Friday, January 16, 2009

I Love You Too...

My kids are in the 4th grade. They are growing up, in spite of all efforts by us to stop them. They are busy with interests of their own, and both are taking that next step to schoolwork where they sit down and do it by themselves without asking for much direction at all. It is that
precious time betweeen the constant hand holding we do while they are kindergarteners and the day coming all too soon where they will look to stand alone. For the time being though, these 4th graders of ours still need us, and they are still okay with that.

My goal has always been to keep my kids close. Not to suffocate or stunt their growth and not to have them need me so much they can't function without me or their daddy.
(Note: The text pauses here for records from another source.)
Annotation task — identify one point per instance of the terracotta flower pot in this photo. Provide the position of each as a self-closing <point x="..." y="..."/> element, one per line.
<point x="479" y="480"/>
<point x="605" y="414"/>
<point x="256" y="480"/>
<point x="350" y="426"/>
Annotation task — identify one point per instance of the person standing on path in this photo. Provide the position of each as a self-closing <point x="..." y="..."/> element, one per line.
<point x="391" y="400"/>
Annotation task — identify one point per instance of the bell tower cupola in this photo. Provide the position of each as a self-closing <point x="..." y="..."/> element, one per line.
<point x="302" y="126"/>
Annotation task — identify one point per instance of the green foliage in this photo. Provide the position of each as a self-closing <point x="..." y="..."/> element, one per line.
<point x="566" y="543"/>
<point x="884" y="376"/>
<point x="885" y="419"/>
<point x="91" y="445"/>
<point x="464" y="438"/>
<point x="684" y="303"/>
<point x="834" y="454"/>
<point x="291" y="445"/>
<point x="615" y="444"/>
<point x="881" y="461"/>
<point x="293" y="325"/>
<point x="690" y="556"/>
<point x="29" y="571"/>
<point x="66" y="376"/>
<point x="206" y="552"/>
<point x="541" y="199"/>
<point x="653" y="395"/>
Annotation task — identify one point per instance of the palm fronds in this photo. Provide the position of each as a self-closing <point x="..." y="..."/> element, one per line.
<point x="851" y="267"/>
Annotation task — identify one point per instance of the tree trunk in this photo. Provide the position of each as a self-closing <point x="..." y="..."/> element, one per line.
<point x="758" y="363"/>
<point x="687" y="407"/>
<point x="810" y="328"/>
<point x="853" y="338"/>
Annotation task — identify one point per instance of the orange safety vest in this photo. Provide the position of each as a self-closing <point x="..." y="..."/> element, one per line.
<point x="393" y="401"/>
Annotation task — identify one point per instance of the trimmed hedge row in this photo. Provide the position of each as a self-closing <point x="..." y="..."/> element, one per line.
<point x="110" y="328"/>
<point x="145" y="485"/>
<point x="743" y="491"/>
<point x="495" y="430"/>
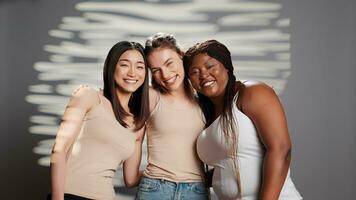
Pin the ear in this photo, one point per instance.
(181, 55)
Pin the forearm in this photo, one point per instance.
(275, 169)
(58, 167)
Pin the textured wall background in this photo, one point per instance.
(319, 95)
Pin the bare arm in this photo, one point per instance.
(81, 101)
(131, 166)
(262, 105)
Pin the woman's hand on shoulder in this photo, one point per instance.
(84, 97)
(153, 98)
(261, 104)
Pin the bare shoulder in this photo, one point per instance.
(153, 97)
(253, 95)
(84, 97)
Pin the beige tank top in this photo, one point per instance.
(171, 138)
(101, 146)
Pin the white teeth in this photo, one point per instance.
(206, 84)
(171, 80)
(131, 81)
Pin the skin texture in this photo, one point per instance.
(167, 69)
(129, 76)
(260, 103)
(165, 64)
(130, 71)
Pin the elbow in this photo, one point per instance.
(130, 184)
(282, 150)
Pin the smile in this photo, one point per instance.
(171, 80)
(208, 83)
(130, 81)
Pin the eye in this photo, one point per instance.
(169, 64)
(140, 67)
(194, 72)
(210, 65)
(154, 71)
(124, 65)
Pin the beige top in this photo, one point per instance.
(171, 140)
(101, 146)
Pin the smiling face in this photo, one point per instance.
(167, 68)
(130, 71)
(208, 76)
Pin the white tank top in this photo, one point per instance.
(211, 148)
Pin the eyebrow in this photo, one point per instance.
(208, 61)
(205, 63)
(141, 62)
(165, 62)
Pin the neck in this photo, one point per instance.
(218, 102)
(124, 98)
(179, 93)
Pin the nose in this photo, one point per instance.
(203, 74)
(131, 71)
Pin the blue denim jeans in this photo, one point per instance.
(158, 189)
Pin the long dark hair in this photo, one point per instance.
(164, 40)
(220, 52)
(138, 103)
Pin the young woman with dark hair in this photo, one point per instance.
(174, 171)
(246, 137)
(100, 131)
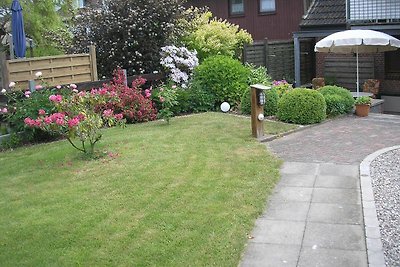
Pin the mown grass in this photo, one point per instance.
(182, 194)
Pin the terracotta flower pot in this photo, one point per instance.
(362, 110)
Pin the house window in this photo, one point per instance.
(236, 7)
(267, 6)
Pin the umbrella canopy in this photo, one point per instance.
(18, 32)
(357, 41)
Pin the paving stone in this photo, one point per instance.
(299, 168)
(288, 211)
(290, 194)
(320, 257)
(376, 259)
(334, 236)
(297, 180)
(335, 195)
(372, 232)
(278, 232)
(271, 255)
(337, 181)
(374, 244)
(346, 140)
(339, 170)
(335, 213)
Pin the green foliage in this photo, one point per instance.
(363, 100)
(338, 100)
(282, 87)
(78, 117)
(212, 37)
(20, 106)
(223, 77)
(183, 105)
(44, 50)
(258, 75)
(200, 100)
(167, 96)
(128, 34)
(302, 106)
(163, 193)
(13, 141)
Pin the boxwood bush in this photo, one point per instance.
(302, 106)
(223, 77)
(338, 100)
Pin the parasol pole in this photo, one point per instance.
(358, 82)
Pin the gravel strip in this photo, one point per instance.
(385, 176)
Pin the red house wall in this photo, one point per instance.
(277, 26)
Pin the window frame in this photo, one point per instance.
(241, 14)
(392, 69)
(271, 12)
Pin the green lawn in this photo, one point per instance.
(177, 195)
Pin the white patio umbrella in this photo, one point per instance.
(357, 41)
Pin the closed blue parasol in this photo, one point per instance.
(17, 25)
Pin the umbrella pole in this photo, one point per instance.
(358, 82)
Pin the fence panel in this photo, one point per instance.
(65, 69)
(277, 56)
(343, 70)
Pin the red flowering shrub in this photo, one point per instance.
(134, 104)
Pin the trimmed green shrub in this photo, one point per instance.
(222, 77)
(338, 100)
(200, 100)
(183, 106)
(302, 106)
(271, 102)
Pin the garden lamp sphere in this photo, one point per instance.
(225, 107)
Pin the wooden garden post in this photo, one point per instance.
(257, 110)
(93, 63)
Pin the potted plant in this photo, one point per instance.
(363, 104)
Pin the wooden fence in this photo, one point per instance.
(278, 58)
(65, 69)
(342, 70)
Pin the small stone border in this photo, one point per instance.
(372, 232)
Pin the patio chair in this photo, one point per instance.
(371, 86)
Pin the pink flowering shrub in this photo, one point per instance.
(22, 104)
(78, 117)
(134, 104)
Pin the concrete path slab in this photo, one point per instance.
(315, 215)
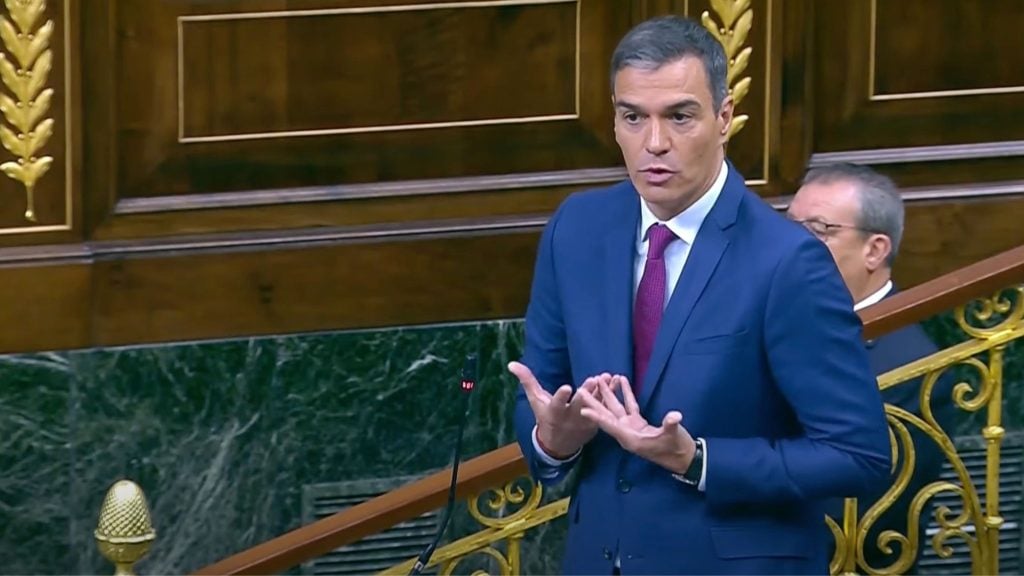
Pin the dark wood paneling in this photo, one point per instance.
(353, 229)
(860, 105)
(979, 47)
(353, 71)
(46, 303)
(121, 292)
(266, 75)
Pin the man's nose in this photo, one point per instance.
(656, 142)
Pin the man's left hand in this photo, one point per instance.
(669, 445)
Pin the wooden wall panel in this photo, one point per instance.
(251, 167)
(252, 99)
(906, 75)
(351, 71)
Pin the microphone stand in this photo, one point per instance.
(466, 385)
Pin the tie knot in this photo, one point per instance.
(658, 237)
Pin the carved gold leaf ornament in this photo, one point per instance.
(25, 76)
(736, 19)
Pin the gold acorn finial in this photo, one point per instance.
(125, 531)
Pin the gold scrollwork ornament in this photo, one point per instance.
(499, 499)
(25, 76)
(737, 18)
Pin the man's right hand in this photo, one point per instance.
(561, 430)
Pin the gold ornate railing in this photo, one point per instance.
(989, 324)
(508, 530)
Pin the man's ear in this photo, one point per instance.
(877, 251)
(724, 118)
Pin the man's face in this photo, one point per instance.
(829, 210)
(672, 139)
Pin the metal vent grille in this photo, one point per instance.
(972, 450)
(372, 553)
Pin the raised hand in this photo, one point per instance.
(561, 430)
(668, 445)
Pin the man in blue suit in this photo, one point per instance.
(858, 213)
(691, 353)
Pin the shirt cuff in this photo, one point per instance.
(704, 465)
(547, 458)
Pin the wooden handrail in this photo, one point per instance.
(499, 466)
(949, 290)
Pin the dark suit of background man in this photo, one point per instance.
(708, 338)
(858, 213)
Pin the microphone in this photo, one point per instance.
(466, 385)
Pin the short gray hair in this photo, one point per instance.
(656, 42)
(881, 205)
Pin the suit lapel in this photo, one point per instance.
(711, 243)
(620, 255)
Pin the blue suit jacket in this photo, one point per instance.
(761, 352)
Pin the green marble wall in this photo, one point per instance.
(222, 436)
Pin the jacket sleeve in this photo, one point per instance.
(546, 352)
(817, 359)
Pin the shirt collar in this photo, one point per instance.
(686, 223)
(873, 298)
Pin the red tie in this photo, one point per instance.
(650, 301)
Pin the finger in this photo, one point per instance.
(628, 398)
(672, 420)
(585, 399)
(532, 387)
(561, 397)
(604, 420)
(610, 401)
(590, 384)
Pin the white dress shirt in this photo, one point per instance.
(685, 225)
(873, 298)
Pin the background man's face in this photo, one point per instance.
(671, 137)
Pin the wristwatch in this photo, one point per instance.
(692, 475)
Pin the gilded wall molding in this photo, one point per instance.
(736, 19)
(26, 131)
The plan was to be close in a loving and demonstrative way, where hugs and smiles and communication never wain; a love instead that enhances their independence. On a daily basis I am questioning if we are making the right choices, or are we ruining these beautiful little people with our, not always the better responses to the nonsense of the day.

The past two weeks have been hard as you know, mostly because work is not where I want to be. My kids are the people I want to meet the needs of, not customers. I really dig my children.
In fact, I wish I had had more of them. Juan would love another one. I understand why folks have large families --if motherhood is a gig you really love, you don't want the daily joys of it to end.

We don't have more, we have these two and I am going to treasure this time, these tween years. In fact, I have had a heightened awareness of late. Tuesday I dropped Lauren off at dance for her two hour practice. I said, "We're here a little early. You gonna be okay if I leave you with the girls?" She nodded and said, "Sure." "Okay, I'll see you in a bit. Have fun." I turned to leave and my sweet little girl said right in front of all her teammates, "Bye Mommy. I love you"---and then she blew me a kiss! She filled my heart with love. I hope that centered comfort she has in expressing her love never fades. I looked right at her and said, "I love you too angel."

Today, it was my boy angels turn to surprise me. He was shooting hoops out front with his buddy and we were talking about what sports they were considering going out for next year. Flag football and Basketball seemed to be the consensus and I thought they both would be great at either. I started to walk back inside to tidy up the kitchen when I heard the ball bounce twice and then my boy say, "Mom." I looked back and he was standing just about ready to shoot.  My son looked over, smiled at me and said, "I love you." Then, he tossed the ball and scored! I smiled the big smile of a very proud mom and said, "I love you too, son." How lucky am I? 

Some day my kids will read this blog of mine. Some day, decades from now, I will be gone, and they will read this. My job of raising them will be over, for better or worse. They will each have seen my mistakes and my miracles too. Most of all though, I want them to remember my words. To both of you, I love you too. Deeply, I love you two.